In this entry area you can see a few non-everyday plants. Cussonia in the lower left. Is the tree a Palo Verde ? I don't know, but I feel good about the ID of the palm as a Bismarkia.

 This scene feels positively Oregonian.  No idea what those fabulous conifers on the right are.

And speaking of conifers..

 Lets combine Restios with an impressive speciman of Yucca 'Bright Star' and a few more conifers as a backdrop.

 There was talk of setting up a wedding venue here, as I recall this area of the property was its' future home.

 I wish I had taken some notes when Sara was explaining the development of this rock-garden /desert garden area.The rock work was fantastic and  I didn't get enough photos.

The trees !  And I am so clueless. Is this fabulous or what ?

The variegation on these leaves with the red stems.

 Maybe Denise will help me out here-I think this is a conifer from New Zealand. Pretty sure we gawked at this for some time.

 Here are a few images from the garden at the front of the house.

 The best looking variegated Acanthus I have ever seen anywhere hands down. Should have taken some close-ups.  I think my Acanthus phobia came into play.

 Saras garden is open from time to time on various Sonoma County garden tours . I hope to keep track of the openings and am hopeful for a nice cloudy morning .


  1. Wow, what a garden. I'm impressed with the variegated acanthus as it's the first I've seen of such size and vigor. Gorgeous combinations everywhere!

    1. Right there with you Peter on that Acanthus. Kind of shocking !

  2. I remember drooling over this garden when Denise published her post on it and now I've had an opportunity to drool all over again.
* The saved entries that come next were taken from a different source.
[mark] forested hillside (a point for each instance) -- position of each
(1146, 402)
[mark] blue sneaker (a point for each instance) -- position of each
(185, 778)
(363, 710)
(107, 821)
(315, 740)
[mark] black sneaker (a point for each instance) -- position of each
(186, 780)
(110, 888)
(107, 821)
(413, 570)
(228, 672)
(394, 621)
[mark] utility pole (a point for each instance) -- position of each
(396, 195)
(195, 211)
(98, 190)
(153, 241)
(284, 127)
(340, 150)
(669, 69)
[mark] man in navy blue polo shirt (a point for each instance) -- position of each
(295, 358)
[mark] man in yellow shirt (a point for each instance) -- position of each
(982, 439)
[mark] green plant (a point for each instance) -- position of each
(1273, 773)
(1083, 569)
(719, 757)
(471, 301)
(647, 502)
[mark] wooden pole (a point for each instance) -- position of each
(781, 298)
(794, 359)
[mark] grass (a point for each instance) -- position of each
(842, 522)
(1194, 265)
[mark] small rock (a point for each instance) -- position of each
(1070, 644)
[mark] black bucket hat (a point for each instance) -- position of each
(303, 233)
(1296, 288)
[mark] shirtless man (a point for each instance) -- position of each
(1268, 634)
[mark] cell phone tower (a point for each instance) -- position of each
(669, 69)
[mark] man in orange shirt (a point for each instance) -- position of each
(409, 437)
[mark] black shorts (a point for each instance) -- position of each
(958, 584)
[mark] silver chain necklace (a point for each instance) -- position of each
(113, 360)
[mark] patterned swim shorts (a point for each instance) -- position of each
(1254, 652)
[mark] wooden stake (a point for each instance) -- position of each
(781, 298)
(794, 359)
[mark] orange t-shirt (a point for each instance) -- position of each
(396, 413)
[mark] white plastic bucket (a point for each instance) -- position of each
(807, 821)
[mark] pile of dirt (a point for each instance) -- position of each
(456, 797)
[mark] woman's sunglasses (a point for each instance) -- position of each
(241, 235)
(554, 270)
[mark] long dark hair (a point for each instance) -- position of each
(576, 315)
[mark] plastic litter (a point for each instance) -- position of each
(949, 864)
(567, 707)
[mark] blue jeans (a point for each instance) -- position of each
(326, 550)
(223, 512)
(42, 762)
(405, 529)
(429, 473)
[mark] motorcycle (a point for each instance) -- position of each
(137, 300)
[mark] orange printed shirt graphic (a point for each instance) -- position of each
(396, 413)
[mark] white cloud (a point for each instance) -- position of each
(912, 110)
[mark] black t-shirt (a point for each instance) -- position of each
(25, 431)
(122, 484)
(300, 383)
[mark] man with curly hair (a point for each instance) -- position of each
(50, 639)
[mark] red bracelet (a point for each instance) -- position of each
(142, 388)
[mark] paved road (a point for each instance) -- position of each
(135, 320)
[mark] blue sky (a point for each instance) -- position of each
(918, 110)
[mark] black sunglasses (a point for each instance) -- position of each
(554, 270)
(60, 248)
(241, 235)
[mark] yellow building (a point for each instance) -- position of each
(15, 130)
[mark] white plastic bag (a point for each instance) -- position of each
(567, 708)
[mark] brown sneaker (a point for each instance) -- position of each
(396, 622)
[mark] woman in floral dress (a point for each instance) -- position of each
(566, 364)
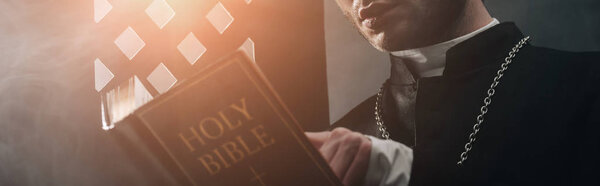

Oh, to have that kind of space! Like you, I'm also terrible with tree IDs - if I don't grow it, I don't know it.

    1. We've all seen lots of private gardens , but how often do we see one with a collection of trees?

  3. A visit to Sara's garden really needs one person to take notes and another photos -- next time we'll know! So glad you got these photos. Can't help ID that New Zealander, but the variegated leaf above that photo I think belongs to Acer pseduoplatanus ‘Esk Sunset,' I do see the three Acacia stenophyllas she recently planted near the house. Yes, let me know if/when the garden is open again!

    1. Wouldn't it be great to visit in fall ? I'm gong to monitor open gardens in Sonoma County diligently next summer.